In the wide-ranging Europe, Eurasia and Middle East operating division, unit case volumes in the first quarter declined 1 per cent, a sharp fall after 8 per cent growth in the same period a year earlier. The timing of the Easter holiday period (in Q1 in 2002 and Q2 in 2003) was partially to blame for the decline, but sales were also reduced by severe winter weather conditions in Eastern Europe and declines in German volume resulting from the implementation of a deposit law on non-returnable packages.

 

The division did benefit from a number of product introductions during the year, however: Diet Coke with lemon, Vanilla Coke, and Sprite Ice Cube were all launched during the quarter.

 

The deposit law in Germany reduced volume sales there by 10 per cent, but Coca-Cola said that while the change in deposit laws was disruptive in the short-term, it remained extremely well placed to take advantage of the move by consumers back to returnable packaging.

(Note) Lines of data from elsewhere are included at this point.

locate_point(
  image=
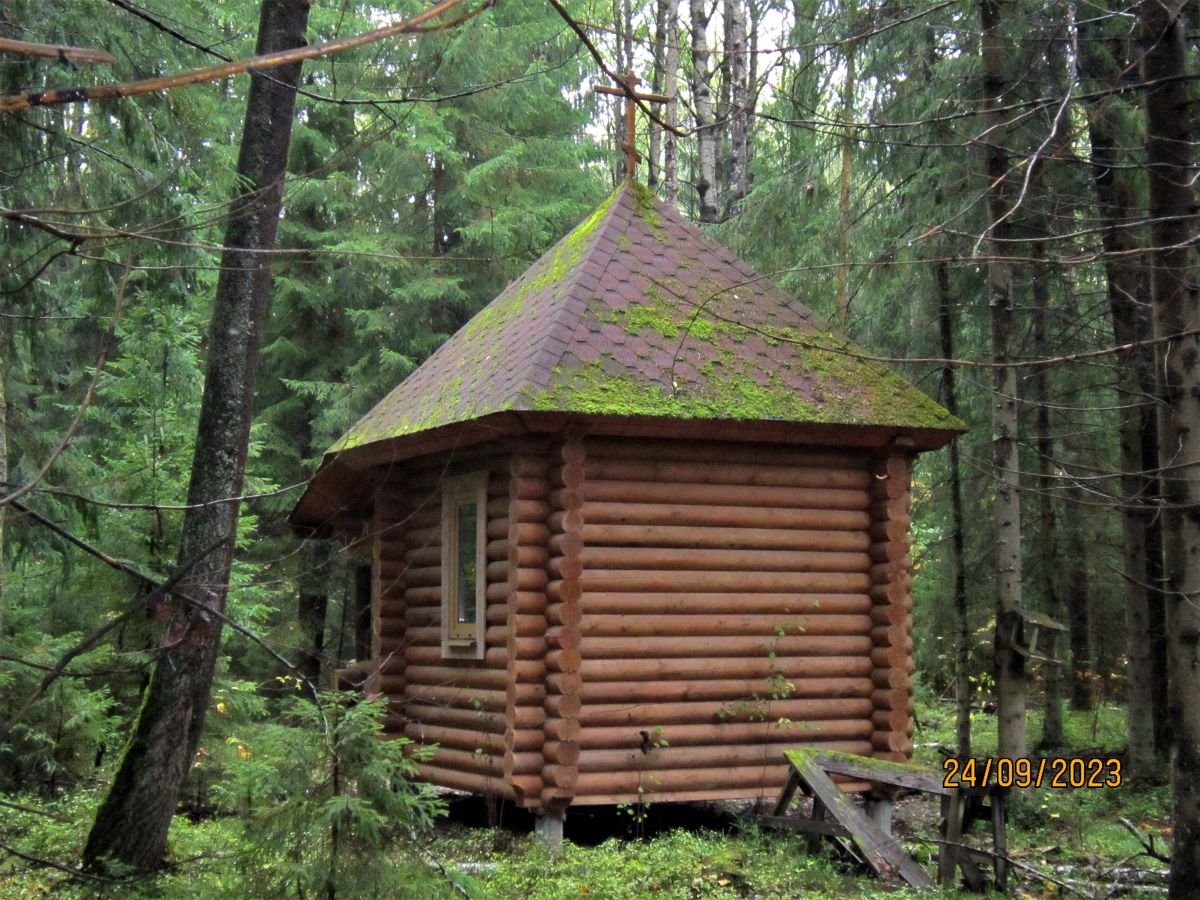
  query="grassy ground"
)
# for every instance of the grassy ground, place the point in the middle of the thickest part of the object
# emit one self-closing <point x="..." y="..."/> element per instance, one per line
<point x="1071" y="835"/>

The company is introducing several new packages and initiatives in the second quarter that are expected to lead to growth in Germany during the second half of the year.

 

In Africa, unit case volume growth was 3 per cent in the quarter, with the southern and east Africa division generating solid growth and offsetting declines from north and west Africa, where economic conditions were difficult.

 

The first quarter also saw a number of streamlining measures, including the integration of Coca-Cola's three separate North American business units - Coca-Cola North America, Minute Maid and Fountain - and a revamp at the German unit Coca-Cola Erfrischungsgetraenke.

 

In value terms, first quarter sales reached $4.5 billion (€4.1bn) during the quarter, up 10 per cent, but operating profits were 7 per cent lower at $1.08 billion as a result of increased charges relating to the restructuring measures. At the net level, profits reached $835 million, a major improvement on losses of $194 million in 2002 related to the economic crisis in Latin America.